Max Heingo

Personal information
- Full name: Max Heingo
- Born: 8 March 2008 (age 18) Oshali, Ohangwena Region, Namibia
- Batting: Right-handed
- Bowling: Right-arm medium-fast
- Role: Bowler

International information
- National side: Namibia (2025–present);
- ODI debut (cap 3): 09 September 2026 v South Africa
- Last ODI: 09 September 2026 v South Africa
- T20I debut (cap 14): 11 October 2025 v South Africa
- Last T20I: 04 September 2026 v South Africa

Career statistics
| Competition | Test | ODI | T20I | FC |
| Matches | - | 3 | 14 | 21 |
| Runs scored | - | 0 | 0 | 0 |
| Batting average | - | - | - | - |
| 100s/50s | - | 0/0 | 0/0 | 0/0 |
| Top score | - | 0 | 0 | 0 |
| Balls bowled | - | 127 | 229 | 446 |
| Wickets | - | 3 | 12 | 23 |
| Bowling average | - | 46.33 | 29.25 | 21.75 |
| 5 wickets in innings | - | 0 | 0 | 0 |
| 10 wickets in match | - | 0 | 0 | 0 |
| Best bowling | - | 3/59 | 2/16 | 8/25 |
| Catches/stumpings | - | -/– | -/– | 0/– |
- Source: ESPNcricinfo, 10 September 2026

= Max Heingo =

Namibian cricketer

Max Heingo (born 8 March 2008) is a Namibian cricketer who plays a bowler for Namibia National Cricket Team. He is a right arm medium bowler.

== Early life ==
Max Heingo was born in Oshali, Ohangwena, Namibia. He was raised by his grandmother in Oshali and moved to Walvis Bay to live with his mother who was a factory worker. He attended Nara Primary School and took up cricket. His coach encouraged him to try seam bowling. With no turf wicker to play on, he played cricket on concrete patches without spikes.

== Career ==
Heingo played for Namibia U19 at the age of 16 at Windhoek. On 19 July 2025, he made his T20 debut against Nigeria at Entebbe. Domestically he played for Etosha Wildcat, Pupkewits Motors Wildcats and Namibia A.

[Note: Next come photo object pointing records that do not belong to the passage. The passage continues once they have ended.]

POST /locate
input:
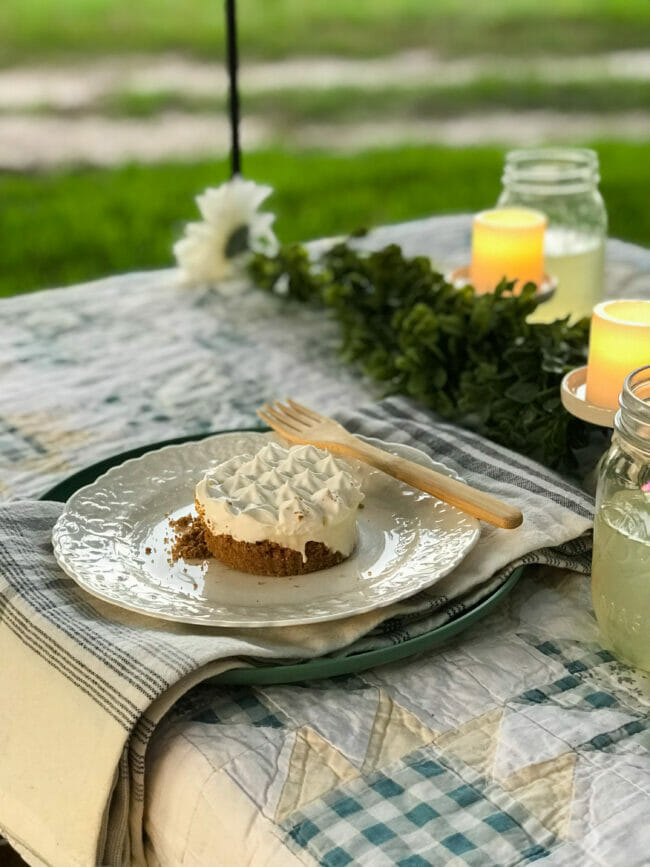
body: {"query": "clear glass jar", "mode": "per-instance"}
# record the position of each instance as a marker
(620, 577)
(563, 184)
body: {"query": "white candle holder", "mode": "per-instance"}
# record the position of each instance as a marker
(574, 400)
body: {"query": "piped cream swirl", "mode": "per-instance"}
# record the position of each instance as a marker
(289, 496)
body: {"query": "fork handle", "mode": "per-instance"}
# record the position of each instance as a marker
(464, 497)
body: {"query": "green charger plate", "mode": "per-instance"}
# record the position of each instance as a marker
(313, 669)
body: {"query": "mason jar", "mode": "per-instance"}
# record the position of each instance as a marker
(620, 577)
(563, 184)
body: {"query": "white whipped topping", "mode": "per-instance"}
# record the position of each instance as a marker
(289, 496)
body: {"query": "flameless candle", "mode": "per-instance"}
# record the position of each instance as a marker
(507, 242)
(619, 343)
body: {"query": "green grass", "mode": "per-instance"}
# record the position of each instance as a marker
(68, 227)
(353, 104)
(47, 29)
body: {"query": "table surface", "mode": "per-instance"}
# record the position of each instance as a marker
(524, 711)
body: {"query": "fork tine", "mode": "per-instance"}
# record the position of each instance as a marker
(275, 420)
(302, 421)
(310, 413)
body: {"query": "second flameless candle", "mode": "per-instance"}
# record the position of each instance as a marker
(618, 344)
(507, 242)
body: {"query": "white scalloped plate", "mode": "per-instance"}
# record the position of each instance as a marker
(406, 542)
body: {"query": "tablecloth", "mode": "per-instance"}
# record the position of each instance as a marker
(96, 369)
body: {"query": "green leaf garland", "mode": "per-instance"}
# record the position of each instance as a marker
(474, 359)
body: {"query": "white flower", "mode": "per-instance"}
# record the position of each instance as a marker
(216, 249)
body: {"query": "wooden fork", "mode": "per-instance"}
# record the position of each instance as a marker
(298, 424)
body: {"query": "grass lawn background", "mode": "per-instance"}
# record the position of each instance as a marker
(68, 227)
(276, 28)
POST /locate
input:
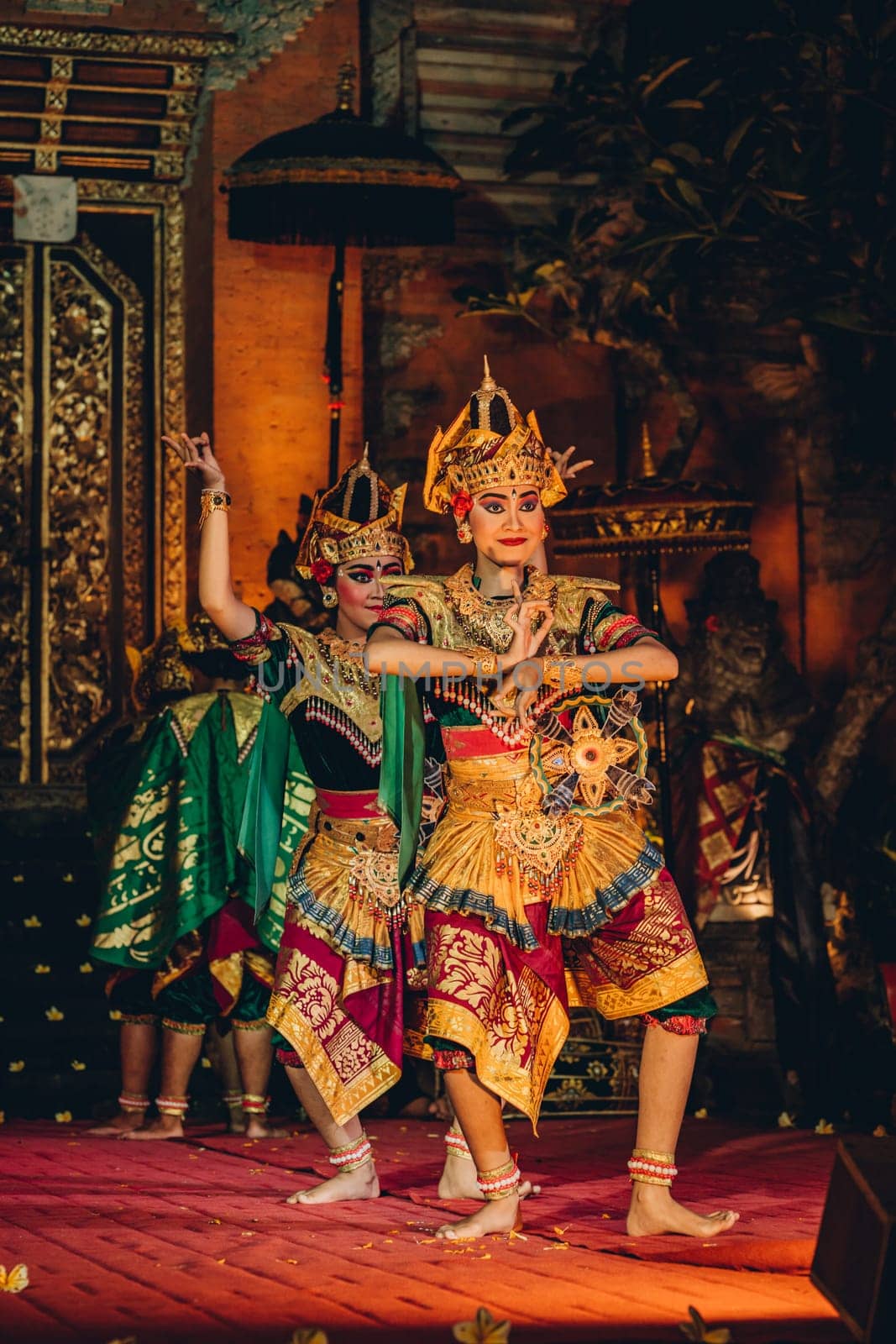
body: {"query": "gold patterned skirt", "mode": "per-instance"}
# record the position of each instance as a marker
(495, 853)
(349, 976)
(528, 914)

On 4 April 2026, he made his ODI debut against Oman at Windhoek. In 2026, he was selected for Men's T20 World Cup in India. His first match was against Netherlands, he finished with a bowling figure of 0–22–2.

He was selected for the tri-series against Namibia, Zimbabwe and South Africa which took placed in Windhoek, Namibia.